For one, most people remember it (unless I am talking to University Students who give me back that ‘Dime Bar‘ face), secondly it gets everything right.
Brimming with personality, humor and honesty. You will be hard pushed to find another ad which gets to the point in such an engaging way as, efficiently as ‘The Israelites’.
It is as simple a they come. One locked off camera, one character and some boards with felt marker on. Yet, it achieves more in these 30 seconds than some of the bloated, celeb laden, gloss-fests such as the recent ad for Nike.
Quickly highlighting the benefits of the products without even showing a cassette tape. The ad is so enjoyable in the delivery of the punch line you don’t even notice you have just been sold a product benefit.
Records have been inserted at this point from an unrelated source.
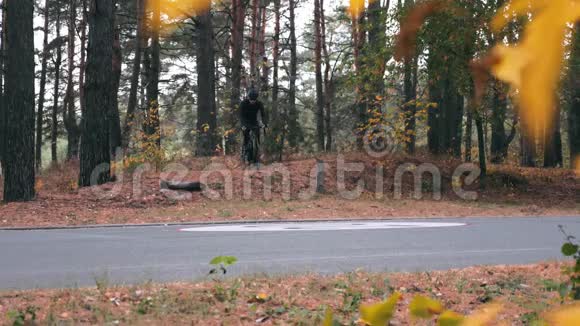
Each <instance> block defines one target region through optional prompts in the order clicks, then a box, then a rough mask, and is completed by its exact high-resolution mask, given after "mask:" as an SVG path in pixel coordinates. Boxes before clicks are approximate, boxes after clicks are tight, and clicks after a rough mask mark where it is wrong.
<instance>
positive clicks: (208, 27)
mask: <svg viewBox="0 0 580 326" xmlns="http://www.w3.org/2000/svg"><path fill="white" fill-rule="evenodd" d="M196 27H197V43H196V44H197V51H196V52H197V90H198V92H197V155H198V156H211V155H213V154H214V152H215V149H216V145H217V140H216V131H217V130H216V129H217V110H216V103H215V81H216V79H215V50H214V46H215V44H214V33H213V23H212V13H211V11H207V12H205V13H203V14H201V15H199V16H198V17H197V18H196Z"/></svg>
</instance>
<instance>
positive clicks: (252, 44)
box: [249, 0, 260, 87]
mask: <svg viewBox="0 0 580 326" xmlns="http://www.w3.org/2000/svg"><path fill="white" fill-rule="evenodd" d="M259 2H260V0H252V15H251V19H252V33H251V36H250V44H249V45H250V46H249V47H250V53H249V56H250V80H251V86H250V87H254V86H255V85H254V83H255V80H256V79H255V78H256V69H257V68H256V67H257V62H256V59H257V52H258V45H257V43H258V30H259V22H260V16H259V9H260V8H259V7H260V6H259Z"/></svg>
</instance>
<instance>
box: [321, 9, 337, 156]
mask: <svg viewBox="0 0 580 326" xmlns="http://www.w3.org/2000/svg"><path fill="white" fill-rule="evenodd" d="M320 17H321V21H320V29H321V31H322V35H321V38H322V51H323V54H324V64H325V68H324V94H326V95H325V96H324V107H325V117H324V125H325V131H326V144H325V148H324V149H325V150H326V151H327V152H331V151H332V102H333V101H332V100H333V96H334V94H333V92H334V85H333V79H331V77H330V69H331V66H330V55H329V54H328V45H327V43H326V15H325V14H324V0H320Z"/></svg>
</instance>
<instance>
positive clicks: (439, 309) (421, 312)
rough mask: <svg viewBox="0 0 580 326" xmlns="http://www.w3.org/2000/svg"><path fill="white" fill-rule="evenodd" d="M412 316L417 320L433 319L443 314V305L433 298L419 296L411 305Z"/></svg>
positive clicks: (410, 306)
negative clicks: (416, 319) (423, 318)
mask: <svg viewBox="0 0 580 326" xmlns="http://www.w3.org/2000/svg"><path fill="white" fill-rule="evenodd" d="M409 312H410V313H411V316H413V317H417V318H431V317H433V316H434V315H438V314H440V313H442V312H443V305H442V304H441V303H440V302H439V301H437V300H433V299H431V298H427V297H424V296H422V295H418V296H416V297H415V298H413V301H411V303H410V304H409Z"/></svg>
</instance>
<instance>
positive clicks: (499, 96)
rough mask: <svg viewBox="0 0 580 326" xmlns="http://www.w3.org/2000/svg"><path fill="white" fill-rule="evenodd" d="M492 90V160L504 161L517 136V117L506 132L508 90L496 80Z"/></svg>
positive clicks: (490, 149)
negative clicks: (505, 127)
mask: <svg viewBox="0 0 580 326" xmlns="http://www.w3.org/2000/svg"><path fill="white" fill-rule="evenodd" d="M490 88H491V89H490V92H491V143H490V154H491V155H490V161H491V162H492V163H496V164H499V163H503V162H504V161H505V159H506V158H507V156H508V149H509V145H510V144H511V142H512V141H513V140H514V138H515V136H516V132H517V129H516V124H517V118H515V119H513V123H512V126H511V130H510V132H509V134H506V128H505V123H506V118H507V117H506V115H507V110H508V101H507V96H508V95H507V92H506V88H505V85H503V84H502V83H501V82H499V81H495V82H494V83H493V85H492V86H491V87H490Z"/></svg>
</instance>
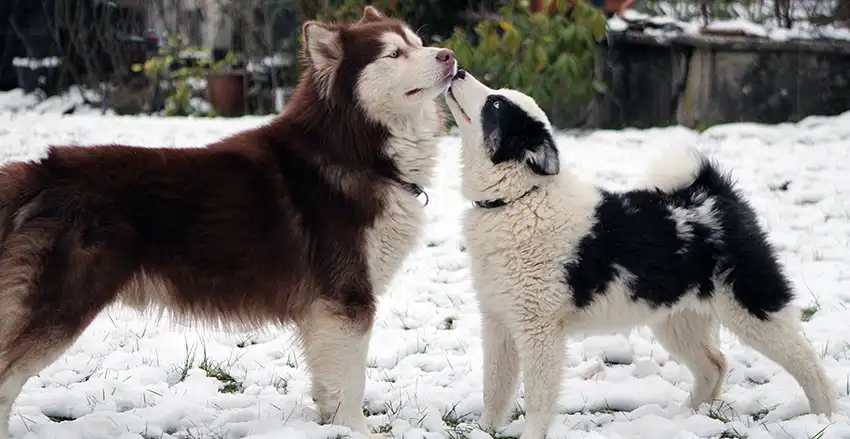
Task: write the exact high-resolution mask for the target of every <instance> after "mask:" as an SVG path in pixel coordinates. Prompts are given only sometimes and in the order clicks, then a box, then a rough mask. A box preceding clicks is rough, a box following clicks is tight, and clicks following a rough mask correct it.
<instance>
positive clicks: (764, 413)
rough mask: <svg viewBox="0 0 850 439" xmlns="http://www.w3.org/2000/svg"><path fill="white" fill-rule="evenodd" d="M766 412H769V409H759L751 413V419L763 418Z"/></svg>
mask: <svg viewBox="0 0 850 439" xmlns="http://www.w3.org/2000/svg"><path fill="white" fill-rule="evenodd" d="M768 413H770V410H768V409H761V410H759V411H757V412H755V413H753V420H755V421H760V420H762V419H764V417H765V416H767V414H768Z"/></svg>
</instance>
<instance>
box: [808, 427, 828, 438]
mask: <svg viewBox="0 0 850 439" xmlns="http://www.w3.org/2000/svg"><path fill="white" fill-rule="evenodd" d="M827 428H829V425H827V426H826V427H824V428H822V429H821V431H819V432H817V433H815V435H814V436H812V437H810V438H809V439H821V438H823V435H824V434H826V429H827Z"/></svg>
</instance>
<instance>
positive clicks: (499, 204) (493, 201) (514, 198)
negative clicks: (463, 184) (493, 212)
mask: <svg viewBox="0 0 850 439" xmlns="http://www.w3.org/2000/svg"><path fill="white" fill-rule="evenodd" d="M537 189H540V186H532V187H531V189H529V190H527V191H525V193H524V194H522V195H520V196H518V197H516V198H514V199H513V200H510V201H506V200H505V199H504V198H496V199H493V200H481V201H473V202H472V205H473V206H475V207H477V208H479V209H495V208H497V207H502V206H507V205H508V204H511V203H513V202H514V201H517V200H520V199H522V198H524V197H526V196H527V195H529V194H530V193H532V192H534V191H536V190H537Z"/></svg>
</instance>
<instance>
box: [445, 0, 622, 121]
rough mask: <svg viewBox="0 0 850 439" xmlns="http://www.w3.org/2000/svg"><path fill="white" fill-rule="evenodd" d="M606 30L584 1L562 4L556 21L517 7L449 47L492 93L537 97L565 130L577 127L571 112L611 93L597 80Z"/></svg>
mask: <svg viewBox="0 0 850 439" xmlns="http://www.w3.org/2000/svg"><path fill="white" fill-rule="evenodd" d="M568 3H571V4H568ZM605 26H606V20H605V16H604V15H603V14H602V12H601V11H599V10H598V9H596V8H594V7H593V6H590V5H587V4H585V3H584V2H583V1H582V0H574V2H566V1H561V2H559V14H555V15H551V16H550V15H548V14H546V13H539V12H530V11H529V10H528V7H527V6H525V5H522V4H519V3H516V4H513V5H510V6H506V7H504V8H502V9H501V10H500V11H499V15H498V17H497V18H493V19H488V20H485V21H482V22H480V23H478V24H477V25H476V26H475V29H474V32H475V35H470V34H468V33H467V32H466V31H464V30H461V29H458V30H456V31H455V33H454V35H452V37H451V38H450V39H448V40H447V41H446V42H445V43H444V46H445V47H447V48H450V49H452V50H453V51H454V52H455V55H456V56H457V60H458V62H459V64H460V66H461V67H463V68H465V69H466V70H469V71H470V73H472V74H473V75H475V76H476V77H478V78H480V79H481V80H482V81H484V82H486V83H488V84H489V85H491V86H492V87H494V88H498V87H508V88H513V89H516V90H520V91H522V92H523V93H526V94H528V95H530V96H531V97H533V98H534V99H535V100H536V101H537V103H538V104H539V105H540V107H541V108H542V109H543V110H544V111H546V112H547V113H548V114H549V116H550V118H551V119H552V123H553V124H554V125H556V126H558V127H561V128H563V127H565V126H567V125H570V124H572V123H574V122H575V120H574V119H575V117H571V116H572V115H570V114H567V113H569V112H570V110H569V108H570V107H572V108H576V107H577V106H581V105H584V104H587V103H589V102H591V101H592V100H593V99H594V98H596V97H597V96H598V95H599V93H602V92H603V91H604V90H605V85H604V84H603V83H602V82H600V81H597V80H594V79H593V72H594V68H595V66H596V61H597V53H596V44H597V42H598V41H599V40H601V39H602V38H604V36H605Z"/></svg>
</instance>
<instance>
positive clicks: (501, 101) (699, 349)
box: [446, 71, 837, 439]
mask: <svg viewBox="0 0 850 439" xmlns="http://www.w3.org/2000/svg"><path fill="white" fill-rule="evenodd" d="M446 100H447V102H448V104H449V107H450V109H451V111H452V113H453V115H454V117H455V119H456V120H457V121H458V125H459V129H460V133H461V137H462V139H463V151H462V161H463V175H462V191H463V193H464V196H465V197H467V198H469V199H471V200H473V201H474V205H475V208H473V209H470V211H469V212H468V213H467V214H466V215H465V217H464V224H463V227H464V233H465V236H466V240H467V242H468V249H469V254H470V257H471V260H472V262H471V269H472V275H473V282H474V286H475V289H476V291H477V296H478V301H479V306H480V309H481V314H482V321H483V322H482V323H483V330H482V334H483V343H484V364H485V372H484V413H483V416H482V418H481V421H480V424H481V425H482V427H484V428H489V429H492V428H495V427H498V426H500V425H501V424H502V422H503V421H504V420H505V416H506V411H507V409H508V407H509V402H510V401H511V399H512V398H513V393H514V392H515V390H516V387H517V382H518V377H519V371H520V366H521V367H522V370H523V372H524V377H525V409H526V414H527V417H526V423H525V429H524V433H523V434H522V439H541V438H543V437H544V436H545V433H546V431H547V429H548V427H549V424H550V422H551V420H552V417H553V415H554V410H555V403H556V399H557V396H558V393H559V387H560V382H561V370H562V364H563V357H564V340H565V337H566V336H567V335H568V334H570V333H571V332H578V331H581V332H583V333H589V332H594V331H610V330H615V329H622V328H628V327H632V326H636V325H644V324H647V325H650V326H651V328H652V329H653V331H654V334H655V335H656V337H657V338H658V340H659V341H660V342H661V343H662V344H663V345H664V347H665V348H666V349H667V350H668V351H669V352H670V353H671V354H673V355H674V356H675V357H676V358H677V359H678V360H679V361H681V362H682V363H684V364H685V365H686V366H687V367H688V368H689V369H690V370H691V372H692V373H693V375H694V386H693V389H692V391H691V395H690V398H689V401H688V402H687V404H688V405H689V406H690V407H693V408H696V407H698V406H699V405H700V404H702V403H708V402H711V401H712V400H713V399H715V398H716V397H717V395H718V393H719V392H720V390H721V386H722V383H723V379H724V378H725V374H726V370H727V365H726V359H725V358H724V356H723V353H722V352H721V351H720V348H719V346H718V336H719V327H720V325H721V324H722V325H723V326H725V327H727V328H728V329H729V330H731V331H732V332H733V333H735V334H736V335H738V336H739V337H740V338H741V339H742V340H743V341H744V342H745V343H747V344H748V345H750V346H752V347H753V348H755V349H757V350H758V351H759V352H761V353H763V354H764V355H766V356H767V357H769V358H770V359H772V360H774V361H776V362H777V363H778V364H780V365H781V366H783V367H784V368H785V369H786V370H787V371H788V372H790V373H791V374H792V375H793V376H794V378H795V379H796V380H797V382H798V383H799V384H800V385H801V386H802V388H803V390H804V391H805V393H806V396H807V397H808V400H809V405H810V407H811V410H812V411H814V412H816V413H823V414H827V415H828V414H831V413H832V412H833V411H835V409H836V404H837V393H836V389H835V386H834V384H833V383H832V382H831V381H830V379H829V378H828V376H827V374H826V372H825V371H824V369H823V367H822V366H821V364H820V362H819V361H818V358H817V356H816V354H815V352H814V350H813V348H812V346H811V345H810V344H809V343H808V341H807V340H806V339H805V338H804V336H803V334H802V330H801V326H800V323H799V313H798V311H797V310H795V309H794V308H793V307H792V306H791V300H792V298H793V292H792V289H791V286H790V282H789V281H788V279H787V278H786V276H785V275H784V274H783V272H782V269H781V267H780V265H779V263H778V262H777V258H776V254H775V252H774V250H773V249H772V248H771V245H770V244H769V242H768V240H767V238H766V235H765V232H764V231H763V230H762V228H761V227H760V226H759V224H758V221H757V218H756V215H755V212H754V211H753V209H752V208H751V207H750V205H749V204H748V202H747V201H746V200H745V199H744V197H743V196H742V195H741V194H740V193H739V192H738V191H737V190H736V189H735V187H734V186H733V184H732V182H731V181H730V180H729V178H728V177H727V176H725V175H723V174H722V173H721V172H720V171H719V170H718V168H717V167H716V166H715V165H714V164H712V163H711V162H710V161H709V160H707V159H706V158H705V157H703V156H702V155H700V154H699V153H697V152H696V151H695V150H691V149H680V150H678V153H673V154H668V155H667V156H665V158H664V159H663V160H661V161H659V162H658V163H657V164H656V165H655V166H653V167H652V168H651V169H650V172H649V173H648V180H647V182H646V183H647V184H646V185H645V186H644V187H643V188H640V189H635V190H632V191H628V192H621V193H613V192H608V191H605V190H602V189H600V188H598V187H596V186H594V185H592V184H590V183H588V182H585V181H582V180H580V179H579V178H577V176H575V175H574V174H573V173H571V172H570V171H568V170H566V169H561V166H560V164H559V158H558V150H557V147H556V145H555V142H554V140H553V137H552V128H551V125H550V123H549V121H548V119H547V117H546V114H545V113H544V112H543V111H541V109H540V108H539V107H538V106H537V104H536V103H535V102H534V100H533V99H532V98H530V97H528V96H526V95H524V94H522V93H519V92H517V91H514V90H505V89H502V90H492V89H490V88H488V87H487V86H485V85H484V84H482V83H480V82H479V81H477V80H476V79H475V78H473V77H472V75H470V74H468V73H466V72H463V71H461V72H460V73H459V74H458V75H457V77H456V78H455V80H454V81H453V84H452V86H451V88H450V89H449V90H448V91H447V94H446Z"/></svg>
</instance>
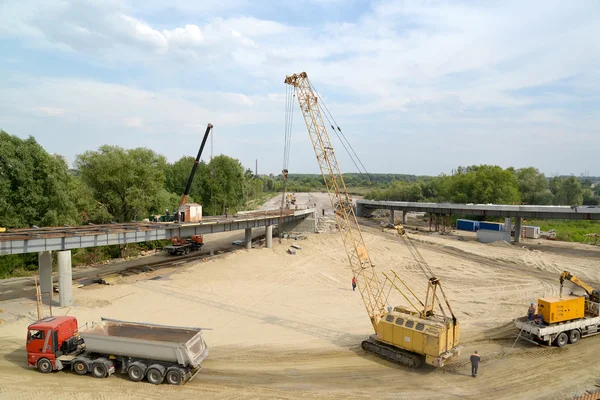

The idea of misheard lyrics is such a universal concept that everybody can understand and relate to, but it is the characterisation that builds the narrative and ultimately the brand. The street he is filmed in, the style of the typography on the boards, how the bloke dances…you don’t have to say ‘this guy is a music fan, just like you’ it is apparent. You relate to him. His passion for music and his emotional and technical problems associated to his enjoyment of his passion.
There is none of the ‘aspirational bull-shit’ that makes adverts today overblown, over stylised, confused and ineffective. It knows why it’s target audience needs their product and highlights the benefits to them, simple. No drumming gorillas. No incongruous animation styles. No pretending to be a loverly, friendly, creative brand either.
Just a bloke, with a problem that the product in question can solve. One of the best ad’s ever made.